It has been a week since the school shooting in Uvalde, Texas. I thought by now I would have been able to organize my thoughts and feelings on the matter into something clear, articulate, perhaps even helpful. Mostly what I’ve got is inarticulate anger and lament. 

I’m writing this on Memorial Day, the day when we in the United States remember the sacrifice of soldiers who died for our freedom. Well should we honor their courage. Freedom isn’t free, as the saying goes.

But Memorial Day has also gotten me thinking about the extent to which we are willing to let others sacrifice for our freedoms, and how little we’re willing to sacrifice ourselves. We Americans are slavishly, idolatrously devoted to cheapened visions of personal freedom that are so rooted in self-love that they erode the very foundations of courage. The culture, left and right alike, tells me that my personal autonomy (variously defined) is the most important thing about me. It can be a pretty short step from “I should choose the kind of life I want to live” to “I choose not to not to sacrifice anything for the sake of my freedom, especially if there’s somebody who can sacrifice instead.” Because my freedoms are likely to require sacrifice from somebody, whether soldiers in uniform or nineteen schoolchildren and two teachers.
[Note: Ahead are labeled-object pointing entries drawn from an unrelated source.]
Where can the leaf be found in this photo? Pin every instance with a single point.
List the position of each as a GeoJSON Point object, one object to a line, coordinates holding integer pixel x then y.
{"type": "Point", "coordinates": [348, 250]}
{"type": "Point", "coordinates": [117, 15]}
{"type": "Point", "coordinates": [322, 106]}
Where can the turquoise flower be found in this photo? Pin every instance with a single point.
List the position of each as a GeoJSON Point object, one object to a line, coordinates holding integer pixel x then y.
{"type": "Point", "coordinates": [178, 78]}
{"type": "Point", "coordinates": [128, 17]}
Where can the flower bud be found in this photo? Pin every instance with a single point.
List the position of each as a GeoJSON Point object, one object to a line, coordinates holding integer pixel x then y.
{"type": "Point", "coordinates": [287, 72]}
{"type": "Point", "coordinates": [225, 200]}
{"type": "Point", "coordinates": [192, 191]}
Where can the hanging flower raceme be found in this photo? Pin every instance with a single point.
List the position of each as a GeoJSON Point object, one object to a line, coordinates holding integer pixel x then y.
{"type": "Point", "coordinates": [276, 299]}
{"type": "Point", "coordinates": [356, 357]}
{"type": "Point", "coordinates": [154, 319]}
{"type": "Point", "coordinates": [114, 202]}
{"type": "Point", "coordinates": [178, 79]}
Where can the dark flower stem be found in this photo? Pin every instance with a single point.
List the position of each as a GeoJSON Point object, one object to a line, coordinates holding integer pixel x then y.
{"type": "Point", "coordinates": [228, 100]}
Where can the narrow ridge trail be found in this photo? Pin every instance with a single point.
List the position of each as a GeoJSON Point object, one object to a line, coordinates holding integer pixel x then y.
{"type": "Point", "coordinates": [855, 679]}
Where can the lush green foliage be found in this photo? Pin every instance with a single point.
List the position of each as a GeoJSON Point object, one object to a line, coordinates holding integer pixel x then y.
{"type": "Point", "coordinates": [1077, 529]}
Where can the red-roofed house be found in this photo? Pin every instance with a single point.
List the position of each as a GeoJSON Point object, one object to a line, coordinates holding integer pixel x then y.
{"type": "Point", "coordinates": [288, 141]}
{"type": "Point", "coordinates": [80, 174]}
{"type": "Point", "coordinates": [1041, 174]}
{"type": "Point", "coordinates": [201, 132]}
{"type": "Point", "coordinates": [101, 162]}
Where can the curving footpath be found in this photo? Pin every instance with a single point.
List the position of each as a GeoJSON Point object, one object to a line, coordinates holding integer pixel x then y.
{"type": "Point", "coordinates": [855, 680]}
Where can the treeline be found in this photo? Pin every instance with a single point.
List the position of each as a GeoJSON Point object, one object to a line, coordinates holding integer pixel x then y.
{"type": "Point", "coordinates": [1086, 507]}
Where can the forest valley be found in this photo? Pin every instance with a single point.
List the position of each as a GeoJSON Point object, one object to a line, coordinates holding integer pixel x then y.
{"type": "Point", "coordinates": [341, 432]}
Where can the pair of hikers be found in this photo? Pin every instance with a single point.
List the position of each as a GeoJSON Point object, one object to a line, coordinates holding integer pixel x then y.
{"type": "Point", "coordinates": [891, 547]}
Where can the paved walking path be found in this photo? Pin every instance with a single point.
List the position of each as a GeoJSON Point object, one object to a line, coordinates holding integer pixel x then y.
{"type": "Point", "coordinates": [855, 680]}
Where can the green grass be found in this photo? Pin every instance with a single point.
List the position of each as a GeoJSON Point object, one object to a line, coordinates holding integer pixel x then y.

Nineteen children sacrificed for a mentally disturbed eighteen-year-old’s freedom to buy a semi-automatic rifle and hundreds of rounds of ammunition. Nobody thinks that’s a good idea, but too many of us have been willing to live with this sort of thing lest I lose my freedom to buy a semi-automatic rifle and hundreds of rounds of ammunition. I know the arguments. I imagine some of you will write and refresh me on them. But I’m going to go ahead and tell you: I’m not interested in any more of these child sacrifices on my behalf.

You might think I’m trying to spin out a metaphor when I call the Uvalde massacre a child sacrifice, but I’m being as literal as I know how to be. In the face of the kind of evil that was loose in Robb Elementary School, lives were going to be sacrificed. For an hour and a half, dozens of policemen with vastly superior firepower stood outside that school room and let those children and teachers absorb all that suffering rather than putting themselves in danger. Why? I suspect it’s because we’re conditioned to let other people suffer and die for our freedom and comfort and sense of safety. All that tactical gear, all those assault weapons turn out to be a pretty poor substitute for courage.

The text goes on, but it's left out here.